At the end of 2015, I exited my first business, Kea Consultants, after six rewarding years. As I reflect across that period, there are three key business lessons that I will take with me wherever I go and that I thought would be helpful to share:

1. Partnerships are like marriages

This is no joke. There are a scary number of similarities. Just like the best marriages the best partnerships are equal in every sense. You split the equity, the responsibility, the profits, the losses, the highs, the lows and everything in between. There is also a strong chance, it was certainly the case at Kea for a few years, that you will see your business partner more than your personal partner and as a result know as much (if not more) about their lives as you do about your partner’s. In fact, there were several occassions when my husband would call Caroline for advice on what to buy me for Christmas or a birthday and it was typically those suggested gifts that ended up being my favourite pieces. We got to know each other so well that at business lunches one of us could order for both whilst the other continued the conversation and ensured we maximised time with clients.

The other pertinent similarity is trust. No relationship can flourish without it. It was absolutely essential to our success that we trusted each other. We didn’t always agree, we didn’t always get on, but we always trusted that the other person was pulling their weight and being honest at all times. Even whilst on our respective maternity leaves, a time when one of you is very much out of the loop for several weeks, we trusted that the other was making the decisions we would make and made it seamless to pick things up where we left off.

2. Hire for potential – it pays dividends

After the partnership, the Kea team is what I will look back on most fondly. The fact that we built the business up from two partners sitting in a second bedroom in Battersea in the midst of the recession, to become a thriving, humming, all-singing, all-dancing financial recruitment team in High Holborn is a great achievement. It only happened because some of the key “potential” hires that we made in the early days dashed up the ranks at an impressive speed, allowed us to quickly hire beneath them and increased our capacity without breaking the bank. These talented, and fairly young individuals, had three key attributes, they were smart, flexible and hungry to learn. I think if you have these components in a person and the job doesn’t require a skill set that you need immediately to fulfil the job, then I would always suggest hiring for potential and training on the job.

One of my favourite ways of ascertaining someone’s learning potential was to ask them what they wish they’d read sooner and why; this would not only highlight personal literary taste, but also the application of information to life. When once I was presented with the answer Fifty Shades of Grey, I was reluctant to ask about translations into their own life, but could hardly bring myself to stop them when they began telling me how it had taught them to get what they wanted and be more confident. Needless to say, they were not a Kea hire.
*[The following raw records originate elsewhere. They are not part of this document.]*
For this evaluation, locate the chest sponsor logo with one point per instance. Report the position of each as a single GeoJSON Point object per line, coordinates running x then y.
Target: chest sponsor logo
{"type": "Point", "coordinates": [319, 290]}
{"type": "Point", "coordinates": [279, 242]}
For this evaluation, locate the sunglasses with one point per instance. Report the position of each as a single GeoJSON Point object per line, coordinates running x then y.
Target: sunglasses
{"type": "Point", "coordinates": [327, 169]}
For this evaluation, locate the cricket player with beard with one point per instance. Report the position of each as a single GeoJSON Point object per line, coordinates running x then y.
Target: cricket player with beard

3. Develop “business friendships”

This is a lesson we had to learn very quickly when it was the two of us starting out. Of course the recruitment industry made this principle a pressing business need, as we were meeting candidates and clients all day every day; but the best meetings were the ones that developed on a positive emotional level, as well as the rational. There was a connection and a shared understanding. This primarily comes from meeting people in person, making the most of that first encounter (i.e. demonstrating how you can meet a particular need, although you need to find out what their needs are first) and nurturing it from then on. In many ways it’s similar to a friendship. But critically it’s a “business” friendship and it therefore has a different set of boundaries dictating it. I remember becoming aware of these unspoken boundaries when one of the earliest candidates I interviewed asked me out on a date and from then on I took to wearing a ring on my wedding finger to avoid a repeat incident. Of course, if you’re single, business networking can be a good way of meeting new and interesting people; two of our team ended up meeting their long term partners through work.
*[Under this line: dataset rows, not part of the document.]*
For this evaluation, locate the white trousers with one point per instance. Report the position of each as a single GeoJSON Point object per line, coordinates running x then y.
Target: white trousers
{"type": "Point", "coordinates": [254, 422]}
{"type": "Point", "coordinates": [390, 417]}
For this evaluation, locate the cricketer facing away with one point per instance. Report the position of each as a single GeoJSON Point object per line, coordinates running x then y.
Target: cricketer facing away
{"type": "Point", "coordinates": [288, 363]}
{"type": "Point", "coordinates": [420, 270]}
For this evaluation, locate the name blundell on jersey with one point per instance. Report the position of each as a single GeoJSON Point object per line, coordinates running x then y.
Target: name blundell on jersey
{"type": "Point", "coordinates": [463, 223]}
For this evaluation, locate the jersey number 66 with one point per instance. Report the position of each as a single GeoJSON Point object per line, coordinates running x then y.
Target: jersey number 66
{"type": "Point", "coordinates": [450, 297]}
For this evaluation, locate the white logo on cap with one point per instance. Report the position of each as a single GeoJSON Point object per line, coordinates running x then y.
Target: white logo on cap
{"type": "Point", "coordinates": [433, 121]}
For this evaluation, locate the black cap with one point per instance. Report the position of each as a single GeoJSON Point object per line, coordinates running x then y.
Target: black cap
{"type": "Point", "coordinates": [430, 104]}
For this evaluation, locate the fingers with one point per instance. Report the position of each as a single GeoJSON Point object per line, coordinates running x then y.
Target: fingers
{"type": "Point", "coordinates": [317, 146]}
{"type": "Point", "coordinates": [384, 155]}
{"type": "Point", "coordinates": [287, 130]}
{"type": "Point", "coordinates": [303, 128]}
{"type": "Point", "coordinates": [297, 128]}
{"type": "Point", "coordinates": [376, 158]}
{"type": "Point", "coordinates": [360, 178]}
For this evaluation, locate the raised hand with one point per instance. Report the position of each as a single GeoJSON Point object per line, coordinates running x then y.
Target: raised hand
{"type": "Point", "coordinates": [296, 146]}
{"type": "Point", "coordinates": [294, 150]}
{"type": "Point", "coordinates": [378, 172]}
Some business relationships might never reach business friendship level, but the best ones do. Similarly, some existing friendships might move into the business arena, which is a subtle transition to manage, but great when it works out. What defines a business friendship is mutual respect, understanding of each other’s needs and an enjoyment when working together. The more of these that you have in your industry the better and you never know, some might become life-long friends too.